Author: Chandan Boruah
Tester: Pushkar Mishra
Editorialist: Florin Chirica
Let’s define a ranklist as a sequence of numbers between 1 and x of length n, such as ALL numbers between 1 and x must appear in the sequence at least once. An operation can change one element in what value you want. Your goal is to create a sequence containing all numbers between 1 and n exactly once by using minimal number of operations.
Let’s iterate a number x meaning that all numbers between 1 and x appear in the ranklist. The cost of any ranklist with values between 1 and x is n - x. We need to determine if numbers between 1 and x are enough to create a sum s. Let’s note that a ranklist defined by x can create all sums between minSum and maxSum, where minSum = x * (x + 1) / 2 + (n - x) and maxSum = x * (x + 1) / 2 + (n - x) * x.
To solve this problem, we need to make two observations. They seem pretty easy and intuitive, but after we make them, the problem is solved.
A ranklist containing elements between 1 and x (no element greater than x) will need n - x operations to be transformed into a sequence of numbers between 1 and n, no matter how sequence looks like.
We already have all elements between 1 and x (from the definition of a ranklist). However, we need to also have elements x + 1, x + 2, …, n - 1, n. Those do not appear (since all are greater than x), so we have to make some operations to get them. We can keep exactly one position which contains a value i, for each i between 1 and x. Rest of n - x positions must be modified. We’ll put in the remaining n - x positions values x + 1, x + 2, …, n - 1 and n. So cost of a ranklist containing elements between 1 and x becomes n - x.
A ranklist containing elements between 1 and x (no element greater than x) can generate all sums s, such as minSum <= s <= maxSum. More, all sums that can be generated by this ranklist are the ones that are between minSum and maxSum.
Let’s find out who is minSum. We are forced to place x elements: 1 2 … x. The rest of them we can complete them with 1s. So minSum = (1 + 2 + … + x) + (n - x) = x * (x + 1) / 2 + (n - x). maxSum can be obtained by completing the first x elements 1 2 … x and the rest of them with x value (the maximum we’re allowed to use). So we get maxSum = (1 + 2 + … + x) + (n - x) * x = x * (x + 1) / 2 + (n - x) * x.
Obviously, no sum s can be less than minSum or greater than maxSum (because those values are the minimum/maximum one can get). Let’s proof now that each sum s which has minSum <= s <= maxSum can be obtained. The idea is to see how those n - x terms can vary: they can be from 1 1 1 … 1 1 1 to x x x … x x x. Suppose we obtained a configuration corresponding to a sum s. Unless s is equal to maxSum, we can always obtain s + 1 as well. If s equal to maxSum, then all terms are equal to x. Otherwise, at least one term isn’t x. Since it isn’t x, we can increment it. Now, the obtained sum is s + 1 and it’s obtained assuming that s is different from maxSum.

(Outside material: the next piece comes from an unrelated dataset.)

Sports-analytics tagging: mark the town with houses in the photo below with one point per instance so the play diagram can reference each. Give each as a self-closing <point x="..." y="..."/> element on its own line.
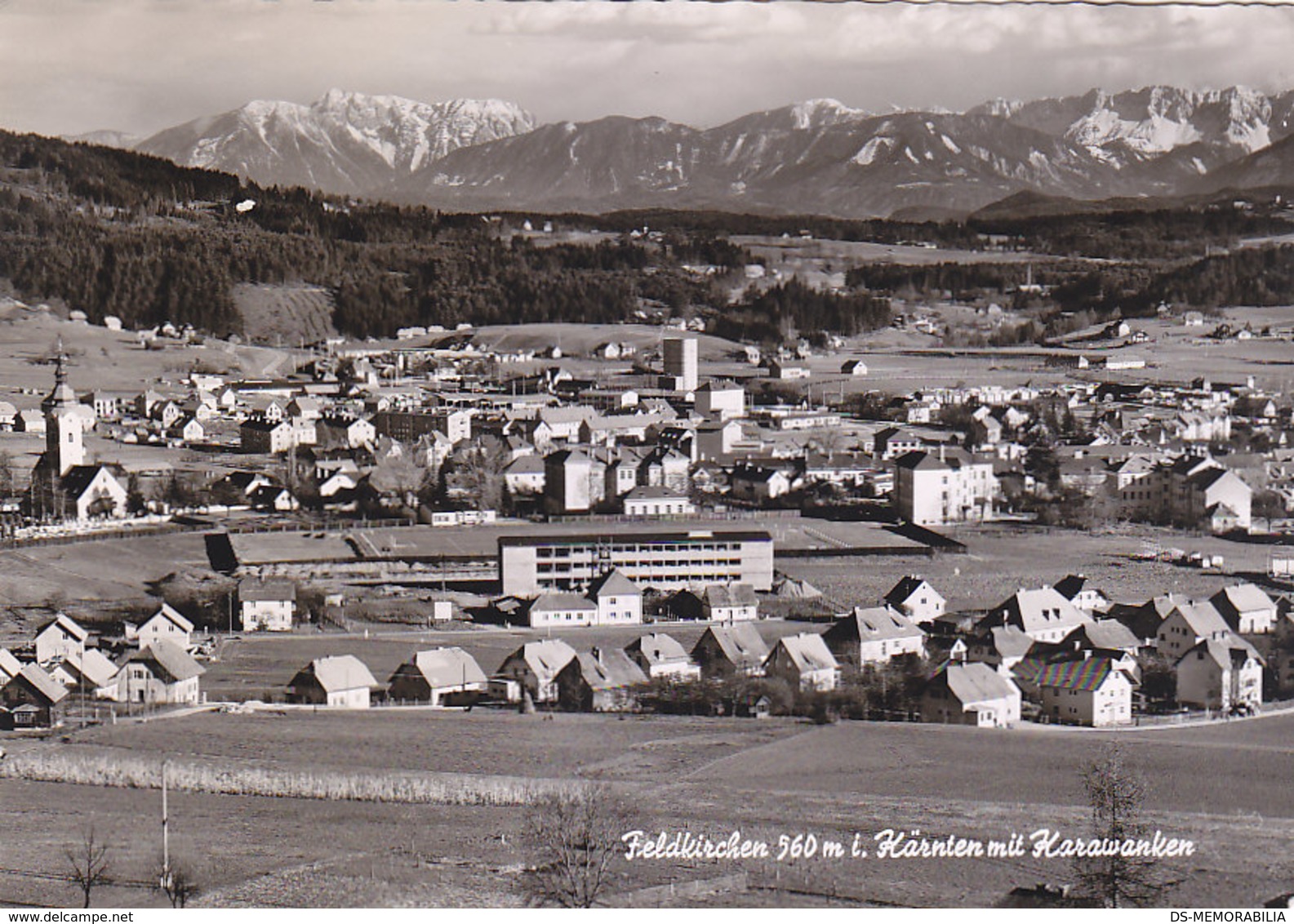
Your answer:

Putting the observations together
In fact, those 2 observations are enough to solve the problem. The key that puts them together is that we can iterate x from 1 to n. Let’s see for a fixed x if a sum s can be obtained. For the given x, we can calculate minSum and maxSum and if minSum <= x <= maxSum, then sum s can be obtained and a ranklist containing only values between 1 and x is valid. The cost to transform this ranklist into 1 2 … n is n - x. So, for all valid ranklists (those who can give sum s), we keep minimum of n - x and we’re done.
Since we iterate the x variable from 1 to n, the complexity is O(n).